En su silencio, María y José son edificantes sobre todo por el hecho de que no pretendieron ingenuamente comprender y ser comprendidos a la vez, en todo y a toda costa. Es el típico querer explicarse de las mujeres, siempre con la íntima convicción de que tienen razón o, por el contrario, de que están equivocadas; o es el querer tener razón de los hombres, tal vez sin explicarse o sin saber siquiera que están equivocados. Es la lucha de los hombres por comprender la comunicación emocional de las mujeres, y la lucha de las mujeres por comprender la síntesis racional de los hombres. En cambio -y esta es una buena pista para todos- el vínculo entre María y José está envuelto y acompañado de misterio. Cuando María "se encontró encinta por obra del Espíritu Santo", le sucede un acontecimiento superior a ella misma. No hay palabras para comunicárselo a José. Por eso María se le presenta tal como es, a costa de ser incomprendida o malinterpretada: prevalece la confianza en Dios y también en José. Jean Guitton ve algo heroico en este silencio: "Lo heroico de este silencio nupcial ante José fue exponerse a la sospecha de aquel a quien amaba. Pero actuar bien y no ser comprendido son cosas que casi siempre van de la mano, que ayudan a vivir de Dios". De María y José, los recién casados pueden aprender que comprender es el primer paso para comprender: "comprender", de hecho, significa "abrazar", y los recién casados saben cómo un abrazo dice mucho pero no lo explica todo, dice más de lo que explica, intenta decir incluso lo que no dice.

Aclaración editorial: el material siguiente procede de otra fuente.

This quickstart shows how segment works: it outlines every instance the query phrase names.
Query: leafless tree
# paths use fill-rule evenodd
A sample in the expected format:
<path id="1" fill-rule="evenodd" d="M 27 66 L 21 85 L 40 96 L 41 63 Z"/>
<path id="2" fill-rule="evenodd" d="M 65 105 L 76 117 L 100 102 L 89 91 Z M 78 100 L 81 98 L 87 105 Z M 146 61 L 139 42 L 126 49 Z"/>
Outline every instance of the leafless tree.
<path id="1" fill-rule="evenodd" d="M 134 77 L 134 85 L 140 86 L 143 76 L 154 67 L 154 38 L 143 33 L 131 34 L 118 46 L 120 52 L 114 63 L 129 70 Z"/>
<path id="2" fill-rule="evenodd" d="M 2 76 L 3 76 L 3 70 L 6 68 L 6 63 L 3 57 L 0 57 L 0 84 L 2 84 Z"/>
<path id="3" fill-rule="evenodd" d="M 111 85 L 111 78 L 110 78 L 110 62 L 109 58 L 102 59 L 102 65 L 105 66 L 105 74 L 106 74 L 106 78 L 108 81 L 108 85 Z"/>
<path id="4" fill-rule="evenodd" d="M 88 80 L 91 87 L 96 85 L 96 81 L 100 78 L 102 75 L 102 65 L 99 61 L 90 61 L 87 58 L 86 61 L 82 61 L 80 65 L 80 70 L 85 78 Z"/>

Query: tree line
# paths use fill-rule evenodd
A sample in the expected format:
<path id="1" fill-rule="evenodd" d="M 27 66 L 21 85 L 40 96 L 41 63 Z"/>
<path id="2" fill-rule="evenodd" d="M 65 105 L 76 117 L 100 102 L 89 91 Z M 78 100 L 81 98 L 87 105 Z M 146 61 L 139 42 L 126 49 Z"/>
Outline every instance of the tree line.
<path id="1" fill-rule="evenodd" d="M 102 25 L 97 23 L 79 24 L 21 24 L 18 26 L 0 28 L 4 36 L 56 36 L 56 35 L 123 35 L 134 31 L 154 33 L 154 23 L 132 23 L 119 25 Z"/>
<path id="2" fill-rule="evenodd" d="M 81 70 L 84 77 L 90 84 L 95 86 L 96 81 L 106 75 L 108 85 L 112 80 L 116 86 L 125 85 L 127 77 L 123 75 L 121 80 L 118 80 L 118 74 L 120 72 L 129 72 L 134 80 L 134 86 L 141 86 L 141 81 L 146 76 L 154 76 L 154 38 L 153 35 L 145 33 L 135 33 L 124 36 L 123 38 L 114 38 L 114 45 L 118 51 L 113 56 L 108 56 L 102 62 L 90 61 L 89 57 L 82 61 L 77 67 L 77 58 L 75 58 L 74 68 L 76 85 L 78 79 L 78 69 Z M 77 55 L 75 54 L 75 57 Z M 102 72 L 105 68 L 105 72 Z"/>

Adrienne va aún más lejos. El silencio de María se refiere no sólo a la amplitud de la comprensión de José, sino también y sobre todo a la inmensidad del don de Dios. Cuando entre cónyuges está en juego la obra de Dios en el alma de uno u otro, la intimidad se reviste de pudor. Hay cosas que no se pueden decir, porque son indecibles: "María calla, porque comparte un secreto directamente con Dios. Ella comprende que este misterio es de tal naturaleza para toda la Iglesia futura que, por tanto, no puede disponer de él. En este momento no hay nada adecuado para comunicárselo a José". Continúa explicando: "Los esposos cristianos protegen el secreto que cada uno tiene ante Dios. Cogidos de la mano entran en la Iglesia, pero no hablan después de lo que cada uno ha confesado. Este silencio no limita ni perturba su intimidad". Más aún, "el secreto de los esposos, que cada uno tiene ante Dios, no sólo no puede perturbar su amor mutuo, sino que puede hacerlo más fecundo, profundizarlo y ennoblecerlo. Lejos de comprometer la integridad de su entrega, representa en el tiempo la mejor garantía de la vitalidad siempre nueva del amor humano".